Jueves, 04 de junio de 2009

Leire PajínVestalDurante los más de once siglos que duró la civilización latina,Vesta fue acaso la diosa que mayor dificultad de visualización ofreció a los romanos de todos los periodos históricos. Identificada como diosa del hogar -el lugar donde nacían y se criaban los hijos, donde se les transmitía la memoria de los antepasados y se les enseñaban las tradiciones de la familia y la comunidad, y donde el padre ejercía su autoridad-, los romanos (Hestia era la equivalente en la antigua Grecia) simbolizaron en el fuego del hogar -la patria- el espíritu de los valores más sagrados e inmutables: por eso construyeron en Roma un templo que simbolizaba todos los hogares patrios dedicado a la diosa Vesta, donde se guardaba el fuego eterno. Y para proteger y cuidar de que este fuego nunca se apagara, los romanos decidieron -excepcionalmente- que fueran seis vírgenes sacerdotisas las encargadas de tan encomiable y honrosa responsabilidad.

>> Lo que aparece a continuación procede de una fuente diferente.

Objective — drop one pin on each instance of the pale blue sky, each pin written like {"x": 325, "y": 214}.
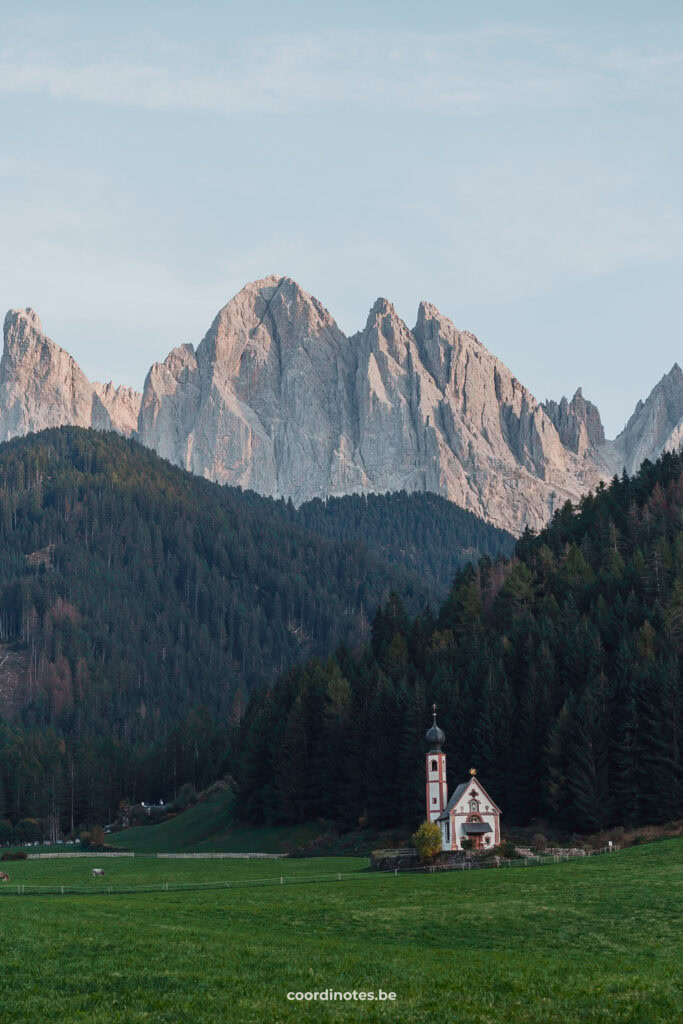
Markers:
{"x": 517, "y": 164}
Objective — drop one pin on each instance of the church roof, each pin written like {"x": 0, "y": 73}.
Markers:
{"x": 459, "y": 791}
{"x": 457, "y": 794}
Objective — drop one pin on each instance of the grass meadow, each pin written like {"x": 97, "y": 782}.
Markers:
{"x": 593, "y": 940}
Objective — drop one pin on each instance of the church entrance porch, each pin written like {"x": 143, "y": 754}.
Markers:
{"x": 478, "y": 830}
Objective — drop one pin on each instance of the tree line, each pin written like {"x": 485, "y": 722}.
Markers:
{"x": 140, "y": 606}
{"x": 557, "y": 674}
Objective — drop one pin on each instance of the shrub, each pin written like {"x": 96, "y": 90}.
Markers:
{"x": 540, "y": 843}
{"x": 96, "y": 836}
{"x": 427, "y": 841}
{"x": 6, "y": 833}
{"x": 28, "y": 830}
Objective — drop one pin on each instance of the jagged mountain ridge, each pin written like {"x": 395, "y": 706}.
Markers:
{"x": 276, "y": 398}
{"x": 42, "y": 386}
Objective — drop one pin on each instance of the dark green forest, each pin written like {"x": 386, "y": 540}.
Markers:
{"x": 421, "y": 531}
{"x": 557, "y": 674}
{"x": 139, "y": 607}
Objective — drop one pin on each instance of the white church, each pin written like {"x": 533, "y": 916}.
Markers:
{"x": 470, "y": 813}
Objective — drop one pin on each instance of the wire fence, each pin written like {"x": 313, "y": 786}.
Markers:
{"x": 99, "y": 887}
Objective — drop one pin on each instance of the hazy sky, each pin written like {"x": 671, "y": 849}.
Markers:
{"x": 517, "y": 164}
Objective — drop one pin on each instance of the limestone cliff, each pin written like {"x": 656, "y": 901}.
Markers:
{"x": 42, "y": 386}
{"x": 279, "y": 399}
{"x": 276, "y": 398}
{"x": 655, "y": 426}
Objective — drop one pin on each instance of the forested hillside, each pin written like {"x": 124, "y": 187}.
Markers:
{"x": 422, "y": 531}
{"x": 557, "y": 675}
{"x": 140, "y": 605}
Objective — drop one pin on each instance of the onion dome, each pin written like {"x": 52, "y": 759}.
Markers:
{"x": 434, "y": 735}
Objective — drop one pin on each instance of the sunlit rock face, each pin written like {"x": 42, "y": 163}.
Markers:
{"x": 276, "y": 398}
{"x": 42, "y": 386}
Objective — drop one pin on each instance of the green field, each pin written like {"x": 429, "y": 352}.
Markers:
{"x": 594, "y": 940}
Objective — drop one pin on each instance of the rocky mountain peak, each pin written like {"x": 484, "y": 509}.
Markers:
{"x": 42, "y": 386}
{"x": 276, "y": 398}
{"x": 578, "y": 423}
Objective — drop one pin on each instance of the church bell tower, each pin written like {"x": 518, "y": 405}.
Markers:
{"x": 437, "y": 791}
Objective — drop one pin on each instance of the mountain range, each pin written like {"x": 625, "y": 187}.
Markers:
{"x": 275, "y": 398}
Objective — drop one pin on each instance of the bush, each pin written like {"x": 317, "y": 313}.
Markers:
{"x": 427, "y": 841}
{"x": 6, "y": 833}
{"x": 540, "y": 843}
{"x": 96, "y": 836}
{"x": 28, "y": 830}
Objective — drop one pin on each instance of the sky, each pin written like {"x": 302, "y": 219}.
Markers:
{"x": 517, "y": 165}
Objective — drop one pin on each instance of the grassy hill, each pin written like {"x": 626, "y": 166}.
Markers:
{"x": 209, "y": 827}
{"x": 592, "y": 940}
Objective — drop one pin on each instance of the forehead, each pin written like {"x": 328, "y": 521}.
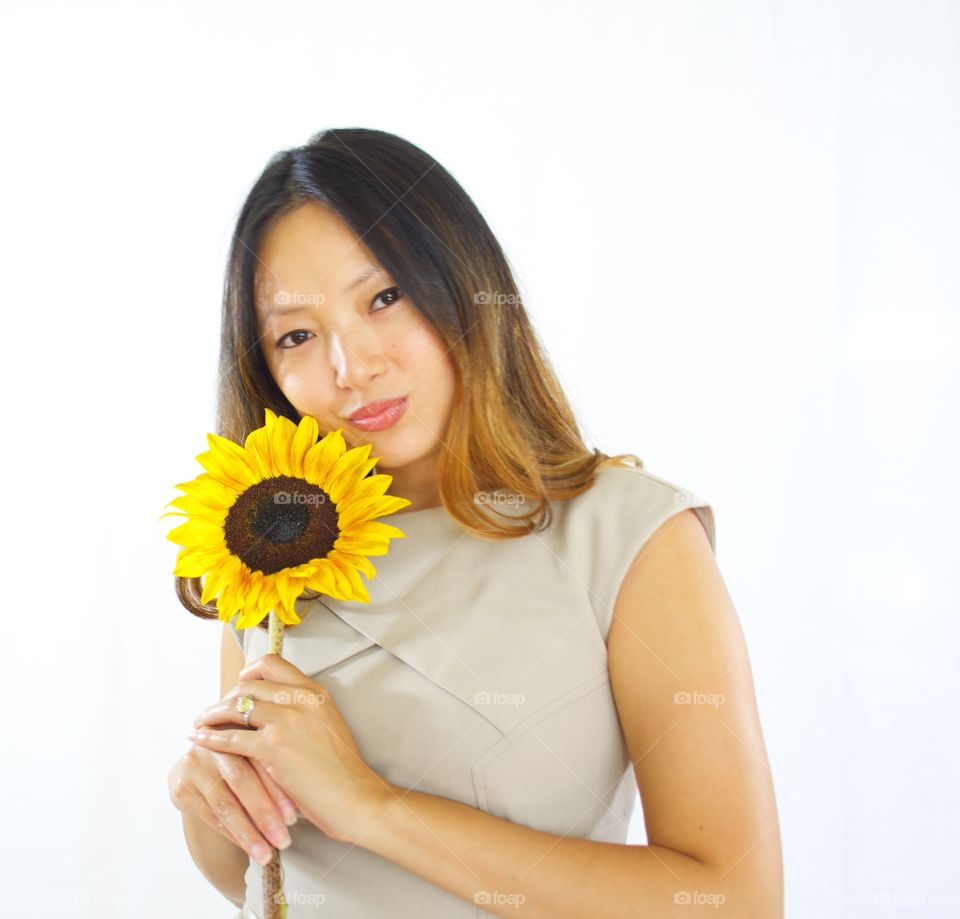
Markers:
{"x": 309, "y": 247}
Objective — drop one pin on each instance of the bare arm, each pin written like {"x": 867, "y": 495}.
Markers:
{"x": 222, "y": 862}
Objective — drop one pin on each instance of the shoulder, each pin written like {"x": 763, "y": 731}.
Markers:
{"x": 602, "y": 531}
{"x": 682, "y": 683}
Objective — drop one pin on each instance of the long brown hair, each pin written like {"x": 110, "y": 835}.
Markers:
{"x": 511, "y": 426}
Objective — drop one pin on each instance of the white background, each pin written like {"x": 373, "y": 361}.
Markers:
{"x": 735, "y": 226}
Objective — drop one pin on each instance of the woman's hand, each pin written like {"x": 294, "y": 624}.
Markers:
{"x": 302, "y": 743}
{"x": 234, "y": 796}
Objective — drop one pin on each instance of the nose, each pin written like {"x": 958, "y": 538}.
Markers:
{"x": 357, "y": 358}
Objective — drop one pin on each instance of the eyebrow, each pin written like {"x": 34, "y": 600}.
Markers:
{"x": 369, "y": 272}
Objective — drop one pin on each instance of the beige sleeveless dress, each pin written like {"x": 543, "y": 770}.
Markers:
{"x": 477, "y": 672}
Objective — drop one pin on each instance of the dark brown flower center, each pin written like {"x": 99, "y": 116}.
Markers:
{"x": 280, "y": 523}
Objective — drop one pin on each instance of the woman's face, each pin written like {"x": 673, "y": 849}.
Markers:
{"x": 337, "y": 334}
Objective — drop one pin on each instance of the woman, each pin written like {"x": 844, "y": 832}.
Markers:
{"x": 462, "y": 745}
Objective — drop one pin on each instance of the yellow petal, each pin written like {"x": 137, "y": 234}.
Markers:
{"x": 198, "y": 533}
{"x": 218, "y": 577}
{"x": 281, "y": 442}
{"x": 235, "y": 458}
{"x": 345, "y": 475}
{"x": 225, "y": 471}
{"x": 375, "y": 530}
{"x": 322, "y": 580}
{"x": 362, "y": 546}
{"x": 304, "y": 438}
{"x": 360, "y": 562}
{"x": 321, "y": 457}
{"x": 357, "y": 589}
{"x": 194, "y": 563}
{"x": 366, "y": 509}
{"x": 288, "y": 615}
{"x": 198, "y": 509}
{"x": 370, "y": 486}
{"x": 209, "y": 490}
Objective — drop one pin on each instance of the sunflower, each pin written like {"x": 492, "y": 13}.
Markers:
{"x": 279, "y": 515}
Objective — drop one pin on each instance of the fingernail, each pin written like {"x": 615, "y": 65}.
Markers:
{"x": 261, "y": 853}
{"x": 278, "y": 835}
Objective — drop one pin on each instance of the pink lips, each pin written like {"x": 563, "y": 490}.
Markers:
{"x": 380, "y": 415}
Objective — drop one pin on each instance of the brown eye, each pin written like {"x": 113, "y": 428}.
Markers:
{"x": 280, "y": 341}
{"x": 392, "y": 293}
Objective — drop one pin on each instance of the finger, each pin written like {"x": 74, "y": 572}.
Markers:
{"x": 263, "y": 690}
{"x": 229, "y": 740}
{"x": 287, "y": 807}
{"x": 214, "y": 803}
{"x": 261, "y": 714}
{"x": 258, "y": 819}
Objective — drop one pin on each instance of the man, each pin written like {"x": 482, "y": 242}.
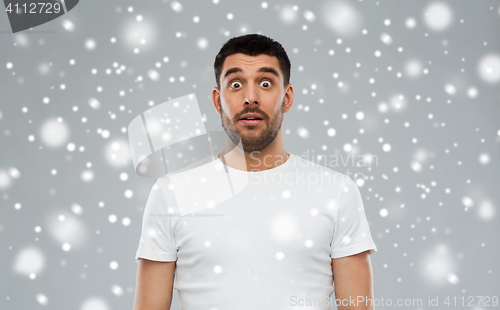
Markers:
{"x": 284, "y": 239}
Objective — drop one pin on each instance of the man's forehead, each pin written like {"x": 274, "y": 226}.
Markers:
{"x": 244, "y": 61}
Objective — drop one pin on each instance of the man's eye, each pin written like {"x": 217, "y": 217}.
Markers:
{"x": 233, "y": 83}
{"x": 268, "y": 84}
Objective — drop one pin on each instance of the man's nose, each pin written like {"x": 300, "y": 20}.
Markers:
{"x": 251, "y": 96}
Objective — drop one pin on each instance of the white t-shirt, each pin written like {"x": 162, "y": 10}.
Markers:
{"x": 269, "y": 246}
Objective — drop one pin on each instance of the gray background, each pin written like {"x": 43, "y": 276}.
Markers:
{"x": 444, "y": 243}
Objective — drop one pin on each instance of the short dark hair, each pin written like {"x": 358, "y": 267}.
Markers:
{"x": 253, "y": 45}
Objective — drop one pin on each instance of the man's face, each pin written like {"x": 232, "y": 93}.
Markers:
{"x": 252, "y": 84}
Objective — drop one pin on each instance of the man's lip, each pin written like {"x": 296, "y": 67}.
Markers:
{"x": 255, "y": 115}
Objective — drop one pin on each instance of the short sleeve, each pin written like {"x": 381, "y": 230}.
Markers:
{"x": 157, "y": 236}
{"x": 351, "y": 231}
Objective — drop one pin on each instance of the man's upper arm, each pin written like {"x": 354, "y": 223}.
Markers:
{"x": 353, "y": 280}
{"x": 154, "y": 287}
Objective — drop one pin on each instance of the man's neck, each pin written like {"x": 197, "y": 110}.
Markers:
{"x": 254, "y": 161}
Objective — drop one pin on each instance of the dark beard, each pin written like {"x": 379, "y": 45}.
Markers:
{"x": 254, "y": 143}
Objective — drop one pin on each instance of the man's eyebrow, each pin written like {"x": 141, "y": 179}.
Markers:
{"x": 263, "y": 69}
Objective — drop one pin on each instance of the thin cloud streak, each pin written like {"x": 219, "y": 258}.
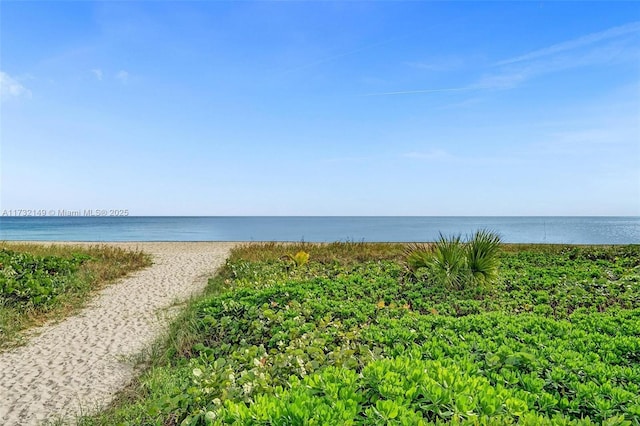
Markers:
{"x": 515, "y": 71}
{"x": 11, "y": 88}
{"x": 586, "y": 40}
{"x": 410, "y": 92}
{"x": 341, "y": 55}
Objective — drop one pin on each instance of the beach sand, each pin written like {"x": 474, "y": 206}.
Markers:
{"x": 77, "y": 365}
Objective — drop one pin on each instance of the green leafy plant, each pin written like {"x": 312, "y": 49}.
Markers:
{"x": 345, "y": 342}
{"x": 299, "y": 259}
{"x": 456, "y": 264}
{"x": 482, "y": 253}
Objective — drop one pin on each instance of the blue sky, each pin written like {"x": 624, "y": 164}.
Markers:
{"x": 321, "y": 108}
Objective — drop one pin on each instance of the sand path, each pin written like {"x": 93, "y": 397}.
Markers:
{"x": 78, "y": 364}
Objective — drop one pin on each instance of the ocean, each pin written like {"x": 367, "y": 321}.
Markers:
{"x": 553, "y": 230}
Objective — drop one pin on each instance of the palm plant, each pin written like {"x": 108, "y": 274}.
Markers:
{"x": 482, "y": 256}
{"x": 456, "y": 264}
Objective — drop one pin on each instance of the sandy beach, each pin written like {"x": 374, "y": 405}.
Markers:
{"x": 78, "y": 364}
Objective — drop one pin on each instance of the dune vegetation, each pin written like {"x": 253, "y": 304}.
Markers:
{"x": 455, "y": 332}
{"x": 43, "y": 282}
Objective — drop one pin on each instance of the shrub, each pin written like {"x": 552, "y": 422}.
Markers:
{"x": 457, "y": 264}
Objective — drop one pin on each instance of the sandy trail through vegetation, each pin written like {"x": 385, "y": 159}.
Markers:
{"x": 78, "y": 364}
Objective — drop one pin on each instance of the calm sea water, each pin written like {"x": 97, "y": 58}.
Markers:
{"x": 569, "y": 230}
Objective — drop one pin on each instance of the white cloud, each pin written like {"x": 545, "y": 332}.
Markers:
{"x": 615, "y": 45}
{"x": 586, "y": 40}
{"x": 11, "y": 88}
{"x": 432, "y": 155}
{"x": 123, "y": 76}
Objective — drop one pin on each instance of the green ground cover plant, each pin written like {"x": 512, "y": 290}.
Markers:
{"x": 353, "y": 337}
{"x": 40, "y": 282}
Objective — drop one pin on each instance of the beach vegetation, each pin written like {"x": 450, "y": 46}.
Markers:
{"x": 44, "y": 282}
{"x": 455, "y": 263}
{"x": 554, "y": 341}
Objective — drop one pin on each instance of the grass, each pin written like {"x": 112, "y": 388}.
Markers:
{"x": 72, "y": 274}
{"x": 353, "y": 337}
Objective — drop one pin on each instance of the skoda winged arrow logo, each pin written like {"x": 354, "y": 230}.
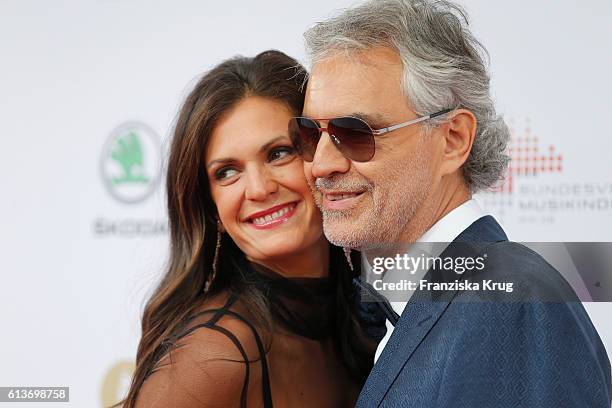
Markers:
{"x": 130, "y": 163}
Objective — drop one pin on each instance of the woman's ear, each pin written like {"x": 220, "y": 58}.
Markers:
{"x": 458, "y": 139}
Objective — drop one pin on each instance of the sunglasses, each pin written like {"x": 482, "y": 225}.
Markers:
{"x": 353, "y": 137}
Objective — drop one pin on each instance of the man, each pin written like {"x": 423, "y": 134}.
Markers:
{"x": 398, "y": 131}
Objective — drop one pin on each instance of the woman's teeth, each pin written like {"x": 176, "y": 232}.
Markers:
{"x": 336, "y": 197}
{"x": 273, "y": 216}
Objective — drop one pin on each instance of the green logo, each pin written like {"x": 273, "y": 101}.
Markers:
{"x": 130, "y": 163}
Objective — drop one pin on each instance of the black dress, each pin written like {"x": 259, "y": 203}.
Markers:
{"x": 306, "y": 309}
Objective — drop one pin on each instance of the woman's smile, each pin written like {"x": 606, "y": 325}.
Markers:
{"x": 273, "y": 216}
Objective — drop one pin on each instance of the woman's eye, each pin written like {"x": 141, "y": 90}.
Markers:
{"x": 225, "y": 173}
{"x": 280, "y": 153}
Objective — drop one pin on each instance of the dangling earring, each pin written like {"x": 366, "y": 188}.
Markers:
{"x": 347, "y": 254}
{"x": 215, "y": 264}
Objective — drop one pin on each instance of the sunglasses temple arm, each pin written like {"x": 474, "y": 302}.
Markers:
{"x": 410, "y": 122}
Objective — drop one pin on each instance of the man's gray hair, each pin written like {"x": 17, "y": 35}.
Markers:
{"x": 444, "y": 67}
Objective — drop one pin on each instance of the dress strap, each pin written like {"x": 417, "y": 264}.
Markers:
{"x": 212, "y": 324}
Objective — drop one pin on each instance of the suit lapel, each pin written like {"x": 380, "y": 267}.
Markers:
{"x": 424, "y": 310}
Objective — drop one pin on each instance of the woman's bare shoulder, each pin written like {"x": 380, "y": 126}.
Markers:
{"x": 207, "y": 364}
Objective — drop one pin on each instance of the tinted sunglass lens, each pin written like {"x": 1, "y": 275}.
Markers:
{"x": 354, "y": 138}
{"x": 304, "y": 134}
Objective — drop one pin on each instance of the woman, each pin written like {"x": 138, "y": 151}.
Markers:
{"x": 249, "y": 312}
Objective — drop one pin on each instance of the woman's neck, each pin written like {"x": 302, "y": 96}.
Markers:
{"x": 312, "y": 262}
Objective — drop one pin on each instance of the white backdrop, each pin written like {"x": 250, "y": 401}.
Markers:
{"x": 78, "y": 261}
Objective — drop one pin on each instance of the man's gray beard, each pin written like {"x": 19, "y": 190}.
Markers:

Claro que, desde entonces, los tiempos han cambiado una barbaridad. También es cierto que en los días que corren todos andamos como locos, cada uno a su bola, pendientes de cómo pagar la hipoteca cada mes, de las letras del coche, la factura de la ortodoncia del niño, los plazos del préstamo de las vacaciones, y así un sin fin de obligaciones que nos llevan por el camino de la amargura. Excuso decir si encima estás en el paro, o si tienes que pasar a tu ex la pensión alimenticia por los hijos (algunos con más de veinte años). La locura, ya digo, un dislate que no deja tiempo para nada, y menos para estar pendiente de los viejos valores, de las tradiciones seculares, de la ética perenne o de la metafísica del alma. ¡Hasta ahí podríamos llegar!

Pero mira por dónde acabamos de descubrir que existen personas dedicadas en cuerpo y alma a velar por los valores más sagrados de la humanidad; que en un ejercicio ejemplar de renuncia han entregado su vida a salvaguardar -como las vírgenes vestales- el fuego eterno de la virtud, de la moral y de la ética social y política, no de los españoles, ni de los europeos, sino del planeta Tierra, y si me apuran ustedes, del sistema planetario solar e, incluso, galáctico. Bueno, a lo mejor esto último es un poco exagerado.

Lo cierto es que ayer, la diosa Vesta se reveló -o corporeizó- ante la humanidad planetaria. Fue todo un prodigio. Una sorpresa mundial que dejó a las naciones estupefactas. Leire Pajín, el número tres del socialismo obrero español se nos reveló como una diosa (no una vestal, porque creo que no es virgen; creo...), y nos hizo una revelación que ha de cambiar el curso  de la Historia. Grábense, por favor, esta profecía, porque dentro de poco se convertirá en luz del Universo: «Les sugiero que estén atentos al próximo acontecimiento histórico que se producirá en nuestro planeta: la coincidencia en breve de dos liderazgos progresistas a ambos lados del Atlántico. La presidencia de Obama en Estados Unidos y la presidencia de Zapatero en la Unión Europea en tan solounos meses».

Sinceramente pienso, que lo peor de este exabrupto oratorio es que sobrepasa los límites razonables de la retórica política, y deja en evidencia tal raquitismo intelectual que sólo sería justificable si hubiera sido pronunciado bajo los efectos de una alta dosis de alcohol, o de algún tipo de alucinógeno, o, tal vez, de algún ansiolítico en dosis excesiva. Yo me inclino más por una mezcla de analfabetismo funcional mezclado con una grave carencia de pudor y respeto por sus semejantes. No sé si a la diosa Pajín le pasará lo mismo que a su homónima Hestia, que fue devorada por su padre al poco de nacer. Y aunque luego la amaron otros dioses (y otros quisieron violarla), mucho me temo que la leyenda de esta deidad de rostro antiguo no alcanzará la fama en siglos venideros, si acaso pasará en los próximos años a formar parte de la antología del disparate y la zafiedad política durante los gobiernos de Zapatero.